La découverte de ce groupe était parfaite pour l’été dernier…un album très court à insérer dans le lecteur cd, rouler les vitres ouvertes sur la côte d’azur avec cette musique de “jeunes branleurs” venus de Californie. Quel éloge, pardon, je vais rapidement vous parler de “The Drums”. Un groupe de jeunes rockers qui cartonnaient sur leur premier album avec un single que vous avez forcément entendu, intitulé “Let’s go surfing”.

Let’s go surfing

Mouais, à première vue, c’est-à-dire sans avoir écouter l’album en entier, on peut rapidement se dire que ça sent le Beach Boys remixé, le vintage en force, le groupe bidon opportuniste, un single et circulez ya rien à voir.

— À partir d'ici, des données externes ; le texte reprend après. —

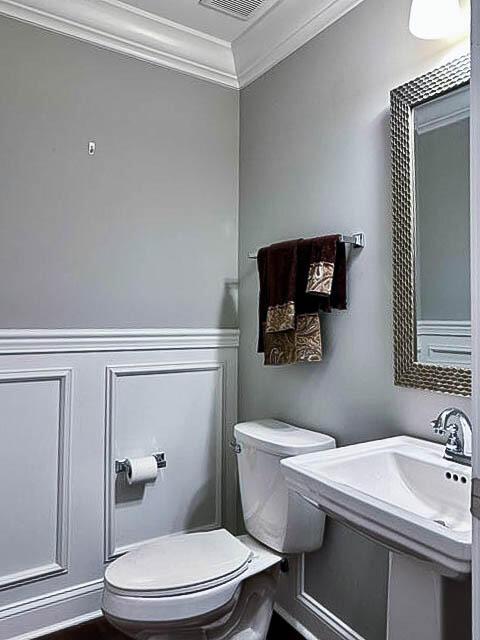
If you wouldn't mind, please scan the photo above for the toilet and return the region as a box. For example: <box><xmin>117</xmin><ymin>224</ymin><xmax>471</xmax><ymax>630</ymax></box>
<box><xmin>102</xmin><ymin>420</ymin><xmax>335</xmax><ymax>640</ymax></box>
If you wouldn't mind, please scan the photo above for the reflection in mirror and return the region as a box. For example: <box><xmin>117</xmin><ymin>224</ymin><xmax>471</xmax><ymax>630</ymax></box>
<box><xmin>413</xmin><ymin>86</ymin><xmax>471</xmax><ymax>367</ymax></box>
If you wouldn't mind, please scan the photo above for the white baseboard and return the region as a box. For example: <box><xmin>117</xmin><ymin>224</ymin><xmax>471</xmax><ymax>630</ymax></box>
<box><xmin>0</xmin><ymin>579</ymin><xmax>103</xmax><ymax>640</ymax></box>
<box><xmin>274</xmin><ymin>604</ymin><xmax>319</xmax><ymax>640</ymax></box>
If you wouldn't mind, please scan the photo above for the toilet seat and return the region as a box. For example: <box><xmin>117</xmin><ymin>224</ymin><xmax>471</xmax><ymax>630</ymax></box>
<box><xmin>105</xmin><ymin>529</ymin><xmax>252</xmax><ymax>598</ymax></box>
<box><xmin>102</xmin><ymin>529</ymin><xmax>281</xmax><ymax>622</ymax></box>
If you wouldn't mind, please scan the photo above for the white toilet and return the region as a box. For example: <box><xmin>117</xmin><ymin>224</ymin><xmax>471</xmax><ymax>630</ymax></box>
<box><xmin>102</xmin><ymin>420</ymin><xmax>335</xmax><ymax>640</ymax></box>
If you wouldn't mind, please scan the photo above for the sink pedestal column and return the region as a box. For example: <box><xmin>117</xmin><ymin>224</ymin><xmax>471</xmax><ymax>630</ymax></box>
<box><xmin>387</xmin><ymin>552</ymin><xmax>470</xmax><ymax>640</ymax></box>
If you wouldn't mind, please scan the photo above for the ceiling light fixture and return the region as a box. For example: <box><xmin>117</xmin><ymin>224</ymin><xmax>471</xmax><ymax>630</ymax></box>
<box><xmin>410</xmin><ymin>0</ymin><xmax>467</xmax><ymax>40</ymax></box>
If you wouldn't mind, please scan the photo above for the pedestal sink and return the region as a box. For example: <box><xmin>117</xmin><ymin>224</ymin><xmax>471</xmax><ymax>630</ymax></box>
<box><xmin>282</xmin><ymin>436</ymin><xmax>472</xmax><ymax>640</ymax></box>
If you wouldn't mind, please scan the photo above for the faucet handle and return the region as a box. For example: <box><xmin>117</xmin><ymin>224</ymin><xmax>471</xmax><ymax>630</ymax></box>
<box><xmin>430</xmin><ymin>420</ymin><xmax>447</xmax><ymax>436</ymax></box>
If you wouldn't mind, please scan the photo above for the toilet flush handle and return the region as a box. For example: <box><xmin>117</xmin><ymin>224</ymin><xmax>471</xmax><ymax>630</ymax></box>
<box><xmin>230</xmin><ymin>438</ymin><xmax>242</xmax><ymax>454</ymax></box>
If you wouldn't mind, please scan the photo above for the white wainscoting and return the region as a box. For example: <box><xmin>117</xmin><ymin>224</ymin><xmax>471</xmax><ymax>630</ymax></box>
<box><xmin>417</xmin><ymin>320</ymin><xmax>472</xmax><ymax>367</ymax></box>
<box><xmin>0</xmin><ymin>330</ymin><xmax>238</xmax><ymax>640</ymax></box>
<box><xmin>275</xmin><ymin>555</ymin><xmax>366</xmax><ymax>640</ymax></box>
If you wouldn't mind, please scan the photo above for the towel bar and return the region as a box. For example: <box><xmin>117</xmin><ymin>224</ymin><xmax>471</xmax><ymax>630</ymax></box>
<box><xmin>248</xmin><ymin>233</ymin><xmax>365</xmax><ymax>260</ymax></box>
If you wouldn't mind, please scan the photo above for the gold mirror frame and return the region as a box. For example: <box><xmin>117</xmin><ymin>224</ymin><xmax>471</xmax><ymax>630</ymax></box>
<box><xmin>390</xmin><ymin>55</ymin><xmax>472</xmax><ymax>396</ymax></box>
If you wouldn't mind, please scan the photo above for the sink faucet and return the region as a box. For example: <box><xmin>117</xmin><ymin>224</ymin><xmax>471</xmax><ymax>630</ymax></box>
<box><xmin>431</xmin><ymin>407</ymin><xmax>472</xmax><ymax>467</ymax></box>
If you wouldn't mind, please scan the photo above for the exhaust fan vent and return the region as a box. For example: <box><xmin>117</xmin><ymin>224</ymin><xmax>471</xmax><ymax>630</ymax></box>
<box><xmin>200</xmin><ymin>0</ymin><xmax>266</xmax><ymax>20</ymax></box>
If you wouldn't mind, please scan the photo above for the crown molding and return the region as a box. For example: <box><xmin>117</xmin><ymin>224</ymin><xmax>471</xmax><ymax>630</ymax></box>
<box><xmin>232</xmin><ymin>0</ymin><xmax>363</xmax><ymax>87</ymax></box>
<box><xmin>0</xmin><ymin>0</ymin><xmax>238</xmax><ymax>88</ymax></box>
<box><xmin>0</xmin><ymin>0</ymin><xmax>363</xmax><ymax>89</ymax></box>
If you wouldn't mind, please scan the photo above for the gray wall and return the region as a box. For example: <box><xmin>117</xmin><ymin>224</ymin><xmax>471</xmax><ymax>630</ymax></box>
<box><xmin>415</xmin><ymin>119</ymin><xmax>470</xmax><ymax>320</ymax></box>
<box><xmin>0</xmin><ymin>18</ymin><xmax>238</xmax><ymax>328</ymax></box>
<box><xmin>239</xmin><ymin>0</ymin><xmax>470</xmax><ymax>640</ymax></box>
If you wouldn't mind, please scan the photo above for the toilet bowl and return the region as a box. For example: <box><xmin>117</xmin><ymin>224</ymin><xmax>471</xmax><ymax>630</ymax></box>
<box><xmin>102</xmin><ymin>420</ymin><xmax>335</xmax><ymax>640</ymax></box>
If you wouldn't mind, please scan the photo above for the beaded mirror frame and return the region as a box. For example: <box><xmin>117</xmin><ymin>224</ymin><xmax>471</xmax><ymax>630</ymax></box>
<box><xmin>390</xmin><ymin>55</ymin><xmax>472</xmax><ymax>396</ymax></box>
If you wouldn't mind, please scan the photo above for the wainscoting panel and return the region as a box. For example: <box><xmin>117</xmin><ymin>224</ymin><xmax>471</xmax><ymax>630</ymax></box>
<box><xmin>106</xmin><ymin>362</ymin><xmax>224</xmax><ymax>560</ymax></box>
<box><xmin>0</xmin><ymin>369</ymin><xmax>71</xmax><ymax>589</ymax></box>
<box><xmin>0</xmin><ymin>329</ymin><xmax>238</xmax><ymax>640</ymax></box>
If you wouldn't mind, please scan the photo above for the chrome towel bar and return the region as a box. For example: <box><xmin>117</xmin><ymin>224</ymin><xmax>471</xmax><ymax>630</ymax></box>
<box><xmin>248</xmin><ymin>233</ymin><xmax>365</xmax><ymax>260</ymax></box>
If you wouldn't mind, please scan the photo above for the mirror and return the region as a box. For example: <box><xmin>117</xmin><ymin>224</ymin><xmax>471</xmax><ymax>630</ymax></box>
<box><xmin>391</xmin><ymin>56</ymin><xmax>471</xmax><ymax>395</ymax></box>
<box><xmin>413</xmin><ymin>86</ymin><xmax>472</xmax><ymax>367</ymax></box>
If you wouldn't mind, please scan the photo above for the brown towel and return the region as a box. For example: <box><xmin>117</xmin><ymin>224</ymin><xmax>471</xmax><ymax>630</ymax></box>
<box><xmin>257</xmin><ymin>240</ymin><xmax>322</xmax><ymax>365</ymax></box>
<box><xmin>257</xmin><ymin>240</ymin><xmax>298</xmax><ymax>353</ymax></box>
<box><xmin>306</xmin><ymin>235</ymin><xmax>347</xmax><ymax>311</ymax></box>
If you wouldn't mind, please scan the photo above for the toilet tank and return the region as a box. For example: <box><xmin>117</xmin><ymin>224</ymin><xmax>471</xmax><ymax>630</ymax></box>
<box><xmin>235</xmin><ymin>420</ymin><xmax>335</xmax><ymax>554</ymax></box>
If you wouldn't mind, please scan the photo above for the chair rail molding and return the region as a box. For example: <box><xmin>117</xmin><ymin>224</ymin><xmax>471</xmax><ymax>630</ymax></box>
<box><xmin>0</xmin><ymin>329</ymin><xmax>240</xmax><ymax>356</ymax></box>
<box><xmin>0</xmin><ymin>0</ymin><xmax>363</xmax><ymax>89</ymax></box>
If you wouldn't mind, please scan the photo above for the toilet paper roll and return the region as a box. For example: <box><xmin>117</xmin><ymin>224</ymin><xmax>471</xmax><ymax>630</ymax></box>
<box><xmin>127</xmin><ymin>456</ymin><xmax>158</xmax><ymax>484</ymax></box>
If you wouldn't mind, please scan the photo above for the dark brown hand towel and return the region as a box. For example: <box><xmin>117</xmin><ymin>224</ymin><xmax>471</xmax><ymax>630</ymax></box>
<box><xmin>306</xmin><ymin>235</ymin><xmax>347</xmax><ymax>311</ymax></box>
<box><xmin>257</xmin><ymin>240</ymin><xmax>298</xmax><ymax>353</ymax></box>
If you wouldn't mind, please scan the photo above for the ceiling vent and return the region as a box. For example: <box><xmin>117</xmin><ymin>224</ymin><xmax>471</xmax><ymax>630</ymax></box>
<box><xmin>200</xmin><ymin>0</ymin><xmax>271</xmax><ymax>20</ymax></box>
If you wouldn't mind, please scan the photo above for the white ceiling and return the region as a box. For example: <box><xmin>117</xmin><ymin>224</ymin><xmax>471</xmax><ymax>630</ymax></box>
<box><xmin>118</xmin><ymin>0</ymin><xmax>280</xmax><ymax>42</ymax></box>
<box><xmin>118</xmin><ymin>0</ymin><xmax>242</xmax><ymax>42</ymax></box>
<box><xmin>0</xmin><ymin>0</ymin><xmax>363</xmax><ymax>89</ymax></box>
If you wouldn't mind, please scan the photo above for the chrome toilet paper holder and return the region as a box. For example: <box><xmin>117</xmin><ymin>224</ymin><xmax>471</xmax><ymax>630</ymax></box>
<box><xmin>115</xmin><ymin>453</ymin><xmax>167</xmax><ymax>473</ymax></box>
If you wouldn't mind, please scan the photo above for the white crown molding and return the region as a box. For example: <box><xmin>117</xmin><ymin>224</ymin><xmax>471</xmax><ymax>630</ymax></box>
<box><xmin>0</xmin><ymin>329</ymin><xmax>240</xmax><ymax>355</ymax></box>
<box><xmin>0</xmin><ymin>0</ymin><xmax>363</xmax><ymax>89</ymax></box>
<box><xmin>0</xmin><ymin>0</ymin><xmax>238</xmax><ymax>88</ymax></box>
<box><xmin>232</xmin><ymin>0</ymin><xmax>363</xmax><ymax>87</ymax></box>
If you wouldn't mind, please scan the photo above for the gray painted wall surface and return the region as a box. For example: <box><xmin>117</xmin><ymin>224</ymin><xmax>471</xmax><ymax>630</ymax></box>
<box><xmin>0</xmin><ymin>18</ymin><xmax>238</xmax><ymax>329</ymax></box>
<box><xmin>239</xmin><ymin>0</ymin><xmax>470</xmax><ymax>640</ymax></box>
<box><xmin>415</xmin><ymin>119</ymin><xmax>470</xmax><ymax>320</ymax></box>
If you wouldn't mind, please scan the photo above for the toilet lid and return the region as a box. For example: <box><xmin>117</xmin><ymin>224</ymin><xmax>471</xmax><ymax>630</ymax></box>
<box><xmin>105</xmin><ymin>529</ymin><xmax>252</xmax><ymax>597</ymax></box>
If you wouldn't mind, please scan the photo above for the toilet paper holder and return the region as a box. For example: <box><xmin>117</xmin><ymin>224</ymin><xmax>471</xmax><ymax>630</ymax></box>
<box><xmin>115</xmin><ymin>453</ymin><xmax>167</xmax><ymax>473</ymax></box>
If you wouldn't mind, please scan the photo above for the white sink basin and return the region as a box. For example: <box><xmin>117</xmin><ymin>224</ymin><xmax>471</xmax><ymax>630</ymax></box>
<box><xmin>282</xmin><ymin>436</ymin><xmax>472</xmax><ymax>577</ymax></box>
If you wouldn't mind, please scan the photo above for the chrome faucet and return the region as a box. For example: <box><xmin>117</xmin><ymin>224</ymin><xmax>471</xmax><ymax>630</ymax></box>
<box><xmin>430</xmin><ymin>407</ymin><xmax>472</xmax><ymax>467</ymax></box>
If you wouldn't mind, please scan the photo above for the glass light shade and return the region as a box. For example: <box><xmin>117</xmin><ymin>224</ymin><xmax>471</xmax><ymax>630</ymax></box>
<box><xmin>410</xmin><ymin>0</ymin><xmax>466</xmax><ymax>40</ymax></box>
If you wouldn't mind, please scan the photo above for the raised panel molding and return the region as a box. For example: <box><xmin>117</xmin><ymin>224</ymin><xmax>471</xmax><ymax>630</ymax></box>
<box><xmin>296</xmin><ymin>554</ymin><xmax>365</xmax><ymax>640</ymax></box>
<box><xmin>0</xmin><ymin>0</ymin><xmax>363</xmax><ymax>89</ymax></box>
<box><xmin>0</xmin><ymin>369</ymin><xmax>72</xmax><ymax>588</ymax></box>
<box><xmin>104</xmin><ymin>361</ymin><xmax>226</xmax><ymax>562</ymax></box>
<box><xmin>0</xmin><ymin>330</ymin><xmax>240</xmax><ymax>355</ymax></box>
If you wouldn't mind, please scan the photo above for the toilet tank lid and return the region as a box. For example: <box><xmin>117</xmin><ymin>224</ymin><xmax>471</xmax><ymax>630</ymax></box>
<box><xmin>235</xmin><ymin>419</ymin><xmax>336</xmax><ymax>457</ymax></box>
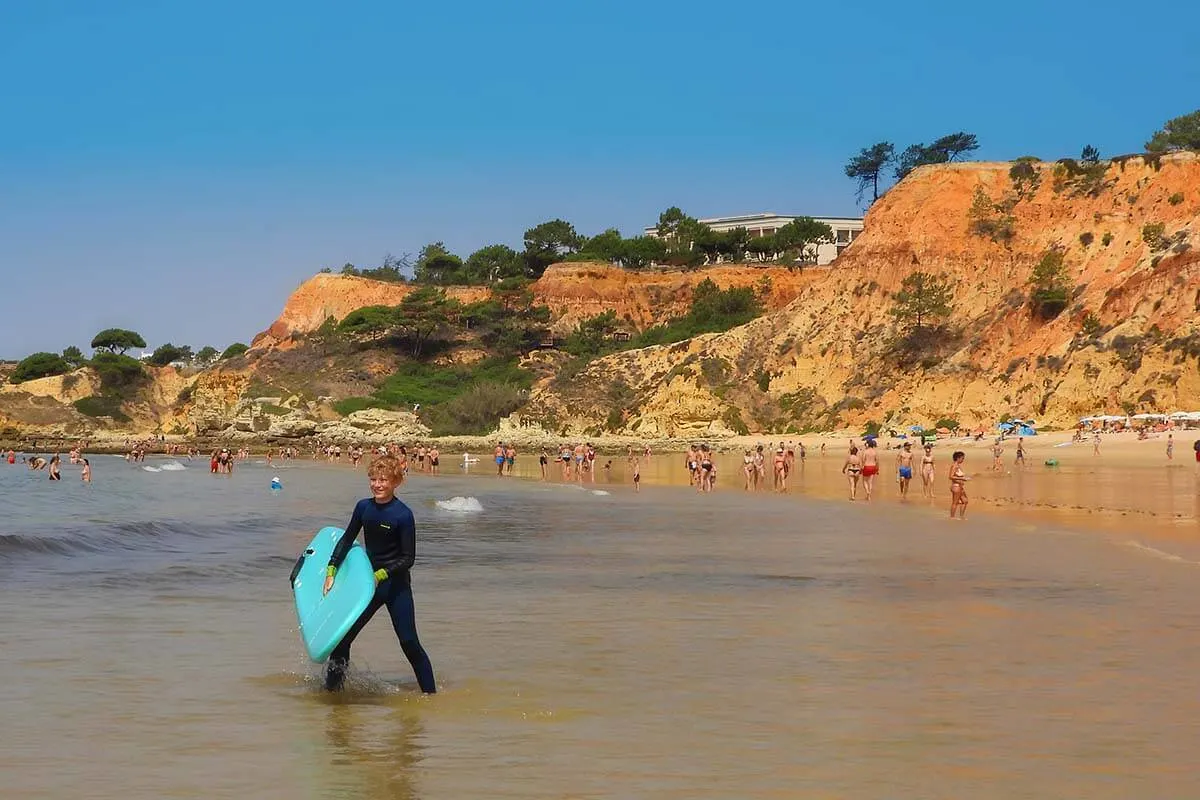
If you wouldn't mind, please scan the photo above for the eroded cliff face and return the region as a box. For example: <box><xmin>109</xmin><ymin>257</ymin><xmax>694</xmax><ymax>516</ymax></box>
<box><xmin>252</xmin><ymin>272</ymin><xmax>488</xmax><ymax>348</ymax></box>
<box><xmin>9</xmin><ymin>154</ymin><xmax>1200</xmax><ymax>437</ymax></box>
<box><xmin>253</xmin><ymin>264</ymin><xmax>818</xmax><ymax>349</ymax></box>
<box><xmin>528</xmin><ymin>154</ymin><xmax>1200</xmax><ymax>435</ymax></box>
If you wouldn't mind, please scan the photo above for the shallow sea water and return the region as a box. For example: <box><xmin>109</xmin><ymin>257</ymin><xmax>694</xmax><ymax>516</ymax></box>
<box><xmin>0</xmin><ymin>457</ymin><xmax>1200</xmax><ymax>799</ymax></box>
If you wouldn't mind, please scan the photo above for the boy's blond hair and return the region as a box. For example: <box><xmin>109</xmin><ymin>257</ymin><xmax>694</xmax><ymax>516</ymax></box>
<box><xmin>367</xmin><ymin>456</ymin><xmax>404</xmax><ymax>483</ymax></box>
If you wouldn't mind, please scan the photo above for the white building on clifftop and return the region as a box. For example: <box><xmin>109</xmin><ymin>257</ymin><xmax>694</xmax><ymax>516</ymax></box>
<box><xmin>644</xmin><ymin>212</ymin><xmax>863</xmax><ymax>266</ymax></box>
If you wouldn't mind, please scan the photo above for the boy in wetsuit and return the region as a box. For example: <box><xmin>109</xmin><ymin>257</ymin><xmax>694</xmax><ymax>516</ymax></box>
<box><xmin>324</xmin><ymin>456</ymin><xmax>438</xmax><ymax>694</ymax></box>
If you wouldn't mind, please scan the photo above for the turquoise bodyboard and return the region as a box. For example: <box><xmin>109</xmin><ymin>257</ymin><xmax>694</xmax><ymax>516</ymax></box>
<box><xmin>292</xmin><ymin>528</ymin><xmax>376</xmax><ymax>663</ymax></box>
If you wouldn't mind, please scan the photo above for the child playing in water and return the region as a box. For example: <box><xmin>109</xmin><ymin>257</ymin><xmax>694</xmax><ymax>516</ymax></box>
<box><xmin>324</xmin><ymin>456</ymin><xmax>438</xmax><ymax>694</ymax></box>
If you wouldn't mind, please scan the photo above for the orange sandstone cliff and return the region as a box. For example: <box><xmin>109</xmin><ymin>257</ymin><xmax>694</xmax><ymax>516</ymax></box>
<box><xmin>253</xmin><ymin>263</ymin><xmax>820</xmax><ymax>348</ymax></box>
<box><xmin>527</xmin><ymin>154</ymin><xmax>1200</xmax><ymax>437</ymax></box>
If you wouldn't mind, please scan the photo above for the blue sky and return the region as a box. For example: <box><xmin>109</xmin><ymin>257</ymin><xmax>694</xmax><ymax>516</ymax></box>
<box><xmin>0</xmin><ymin>0</ymin><xmax>1200</xmax><ymax>359</ymax></box>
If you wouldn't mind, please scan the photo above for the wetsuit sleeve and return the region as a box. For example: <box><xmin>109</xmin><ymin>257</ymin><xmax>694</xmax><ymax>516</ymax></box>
<box><xmin>388</xmin><ymin>509</ymin><xmax>416</xmax><ymax>575</ymax></box>
<box><xmin>329</xmin><ymin>503</ymin><xmax>362</xmax><ymax>570</ymax></box>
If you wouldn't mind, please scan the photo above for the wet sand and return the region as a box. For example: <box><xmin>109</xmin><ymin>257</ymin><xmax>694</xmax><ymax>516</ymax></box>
<box><xmin>7</xmin><ymin>458</ymin><xmax>1200</xmax><ymax>800</ymax></box>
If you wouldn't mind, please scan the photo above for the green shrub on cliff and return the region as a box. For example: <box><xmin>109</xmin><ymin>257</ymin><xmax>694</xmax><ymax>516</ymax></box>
<box><xmin>8</xmin><ymin>353</ymin><xmax>71</xmax><ymax>384</ymax></box>
<box><xmin>221</xmin><ymin>342</ymin><xmax>250</xmax><ymax>361</ymax></box>
<box><xmin>72</xmin><ymin>395</ymin><xmax>130</xmax><ymax>422</ymax></box>
<box><xmin>1146</xmin><ymin>110</ymin><xmax>1200</xmax><ymax>152</ymax></box>
<box><xmin>91</xmin><ymin>353</ymin><xmax>146</xmax><ymax>395</ymax></box>
<box><xmin>1030</xmin><ymin>248</ymin><xmax>1070</xmax><ymax>319</ymax></box>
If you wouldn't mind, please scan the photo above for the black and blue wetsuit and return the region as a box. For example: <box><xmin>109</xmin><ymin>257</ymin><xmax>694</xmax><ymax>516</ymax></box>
<box><xmin>325</xmin><ymin>498</ymin><xmax>438</xmax><ymax>694</ymax></box>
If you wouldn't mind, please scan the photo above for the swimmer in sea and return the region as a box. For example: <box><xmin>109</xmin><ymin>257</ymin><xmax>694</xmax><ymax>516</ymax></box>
<box><xmin>949</xmin><ymin>450</ymin><xmax>971</xmax><ymax>519</ymax></box>
<box><xmin>841</xmin><ymin>445</ymin><xmax>863</xmax><ymax>500</ymax></box>
<box><xmin>896</xmin><ymin>441</ymin><xmax>912</xmax><ymax>500</ymax></box>
<box><xmin>324</xmin><ymin>456</ymin><xmax>438</xmax><ymax>694</ymax></box>
<box><xmin>920</xmin><ymin>445</ymin><xmax>934</xmax><ymax>500</ymax></box>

Oui, mais non, parce que derrière ce single léger et efficace, on sent rapidement à l’écoute de ce premier album que derrière les palmiers, le surf et le soleil de Californie, se cachent d’autres choses, plus sensibles et plus sombres. C’est cet antagonisme qui me plaît en général dans la musique et ici en particulier, associer autre chose que du bling bling ou du “supa cool” à la Californie. The Drums n’est certainement pas le premier à le faire mais ils le font néanmoins très bien. Oui, même sur la plage ensoleillée, on peut être en détresse et on peut exprimer sa fragilité en gardant ses lunettes de soleil. Sur la banquette d’un cabriolet, on se laissera doucement partir le regard vide avec les palmiers, par centaines, imprimés dans la rétine. Bon je divague, c’est n’importe quoi. Tout ce qui compte, c’est ce jeune groupe qui confirme, avec son deuxième album “Portamento”, tout son talent et sa délicatesse.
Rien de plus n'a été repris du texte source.